Con todos mis respetos por la decisión de cada uno, esperé unos días sin insistir a nadie. Y fue en este período cuando, en una de mis revisiones del spam del correo-e, hallé una respuesta en forma de explicación, que sintetizaba la idea que, hasta entonces, me había hecho de Camila. En este email se me decía que Camila era una persona con una gran capacidad intelectual, inteligente y muy creativa, que tenía humor y era muy sugerente a la hora de plantear sus ideas e intenciones y también que su día a día estaba centrado completamente en su trabajo. También me confirmó que no pertenecía a ningún contexto pero que, al mismo tiempo, formaba parte de muchos y que, quizás por ello, se la podía ver un poco como una outsider. También se me decía que Camila era capaz de condensar en muy pocas palabras muchas imágenes y sensaciones.

Al llegar a este punto, decidí dar por terminada mi investigación en torno a Camila Cañeque. Su libro la trascendía y a mi me había tocado. ¿Les parece bien?


[1] Puente de origen romano, emblema y símbolo de esta ciudad castellano-manchega, cuya referencia documental más antigua data de 1227.

[2] https://www.lacapella.barcelona/ca/infinitaunfinished-poetica-del-cansament

[3] https://www.lacapella.barcelona/es/otra-luz-cegadora

[4] porque era simple a la par que compleja, porque apagada era una escultura inquietante, porque encendida no se podía ni mirar, porque la luz que desprendía anulaba el espacio circundante, porque al estar debajo de ella no se sabía qué podía pasar o porque pensar en la ficción de su relato engrandecía su singularidad hasta decir basta.

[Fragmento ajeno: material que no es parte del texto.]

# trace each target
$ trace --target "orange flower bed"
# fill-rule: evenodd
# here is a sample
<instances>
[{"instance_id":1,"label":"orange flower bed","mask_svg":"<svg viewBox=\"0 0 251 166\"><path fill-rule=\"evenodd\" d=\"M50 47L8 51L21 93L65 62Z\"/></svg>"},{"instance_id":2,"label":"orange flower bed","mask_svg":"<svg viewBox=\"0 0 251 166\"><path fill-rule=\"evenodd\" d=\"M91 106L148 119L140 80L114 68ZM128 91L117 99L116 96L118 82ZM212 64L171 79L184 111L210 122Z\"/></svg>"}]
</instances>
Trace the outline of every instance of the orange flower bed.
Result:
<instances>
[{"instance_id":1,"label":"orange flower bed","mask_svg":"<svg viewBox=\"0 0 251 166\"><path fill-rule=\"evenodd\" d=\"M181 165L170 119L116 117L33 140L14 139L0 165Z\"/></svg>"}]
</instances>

[5] la última página del libro.

[6] “la misma extensión que la última frase del Ulises, el somnoliento soliloquio de Molly Bloom”, nos dice Camila al inicio de su obra.

[7] Desde autores clásicos y contemporáneos hasta novelistas, poetas, filósofos o lingüistas.

[8] En la página 56 del libro.

[9] En la página 78 del libro.

[10] A saber: su obra, una entrevista antigua, varios textos sobre su práctica profesional, textos sobre ella, noticias aparecidas en los rotativos tras su muerte y, posteriormente, tras la aparición de su libro.

[11] Como, por ejemplo, el ámbito artístico.

[12] La exposición se titulaba Sooooo lazy. Elogio del derroche, y la comisariaron Beatriz Escudero y Francesco Giaveri. Más info aquí: https://mediahub.fundacionlacaixa.org/es/cultura-ciencia/cultura/museos-centros-culturales/2020-11-26/caixaforum-barcelona-reivindica-pereza-exposicion-627.html

[13] Cuando se ha visto un montón de artistas estamparse contra una pared después de una aparición estelar en el contexto del arte, uno se fija más en las obras que le inquietan que en el nombre de sus autores. Si no se trata de un fuego fatuo, tarde o temprano volverán a aparecerse. Y si lo son, un nombre menos que tienes para recordar.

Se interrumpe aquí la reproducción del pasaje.